Sunday, November 6, 2016

Is Dave a "Giant" Earthworm?

I loved this story this week about Dave the Giant Earthworm. The mind sort of boggles at a 40 cm worm. How did "he" get so big, people were all asking. There must be some limit to the maximum size an earthworm can reach, and helminthologists* have tried to find the upper limit by raising them in lab conditions optimized for growth. But they still have never seen one as big as Dave.
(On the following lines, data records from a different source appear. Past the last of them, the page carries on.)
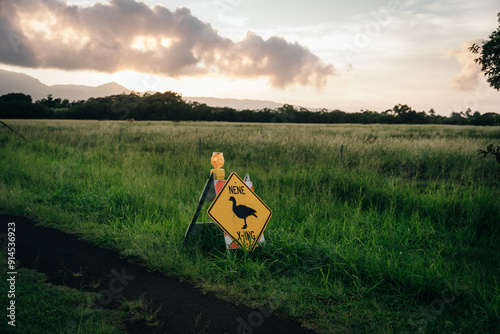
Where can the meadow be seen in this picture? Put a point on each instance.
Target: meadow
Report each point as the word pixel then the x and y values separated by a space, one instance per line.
pixel 398 234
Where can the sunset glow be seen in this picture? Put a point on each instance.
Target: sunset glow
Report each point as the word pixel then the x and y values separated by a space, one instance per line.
pixel 364 55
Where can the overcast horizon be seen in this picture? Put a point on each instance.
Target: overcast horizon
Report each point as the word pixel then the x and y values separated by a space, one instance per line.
pixel 336 55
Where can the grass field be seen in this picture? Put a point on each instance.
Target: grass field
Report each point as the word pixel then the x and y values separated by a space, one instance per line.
pixel 401 235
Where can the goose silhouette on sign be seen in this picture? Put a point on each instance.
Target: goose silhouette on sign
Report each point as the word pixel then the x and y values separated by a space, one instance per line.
pixel 242 212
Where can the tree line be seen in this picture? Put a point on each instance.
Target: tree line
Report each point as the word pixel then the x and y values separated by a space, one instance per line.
pixel 171 107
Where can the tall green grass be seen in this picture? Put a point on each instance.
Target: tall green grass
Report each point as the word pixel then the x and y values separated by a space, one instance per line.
pixel 371 242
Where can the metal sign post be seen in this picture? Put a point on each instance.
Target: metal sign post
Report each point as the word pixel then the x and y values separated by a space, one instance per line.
pixel 236 209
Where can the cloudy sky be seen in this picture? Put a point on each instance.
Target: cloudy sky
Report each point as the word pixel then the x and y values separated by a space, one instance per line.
pixel 348 55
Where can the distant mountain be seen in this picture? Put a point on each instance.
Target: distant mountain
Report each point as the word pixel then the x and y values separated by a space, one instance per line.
pixel 234 103
pixel 12 82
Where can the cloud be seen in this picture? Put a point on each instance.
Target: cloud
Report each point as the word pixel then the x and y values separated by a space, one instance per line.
pixel 468 79
pixel 129 35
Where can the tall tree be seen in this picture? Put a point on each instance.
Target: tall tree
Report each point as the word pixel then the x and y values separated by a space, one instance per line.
pixel 489 57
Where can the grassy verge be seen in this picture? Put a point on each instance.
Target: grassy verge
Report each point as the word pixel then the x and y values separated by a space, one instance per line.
pixel 401 234
pixel 44 308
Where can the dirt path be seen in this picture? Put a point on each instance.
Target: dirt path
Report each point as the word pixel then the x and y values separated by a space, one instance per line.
pixel 67 260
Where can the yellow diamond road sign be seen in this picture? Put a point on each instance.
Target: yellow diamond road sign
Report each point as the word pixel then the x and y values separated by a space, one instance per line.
pixel 240 212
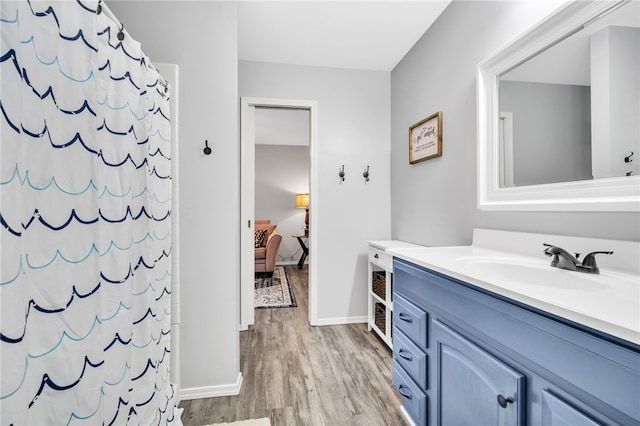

Outliers like Dave are extremely interesting. We often want to consider what the limits are on things like earthworm length because it helps us to define what an earthworm is. Finding one well outside the normal bounds of length seems pretty important. But is it? I mean, it's not like we're systematically sampling earthworms for size, and we've probably only been keeping track for maybe 100 years or so. So finding a great, big one will happen rarely, but it certainly doesn't mean that earthworms are getting bigger.

The longer we observe something for, the more likely we are to see outliers like Dave. But the more observations we have, the better we are at characterizing a distribution overall. We might have been able to predict that a worm like Dave existed if we'd been able to see a distribution (a histogram) of existing observations of worm length. The next longest worm ever documented was 39.6 cm, so it isn't reaaallly that much longer than another worm we already knew about.

Still, 40 cm is a really long worm. I'm glad it made the news.

* I've since learned that helminthologists study parasitic worms, not earthworms. It's still a great word but I've apparently misused it here. They're called Oligochaeteologists!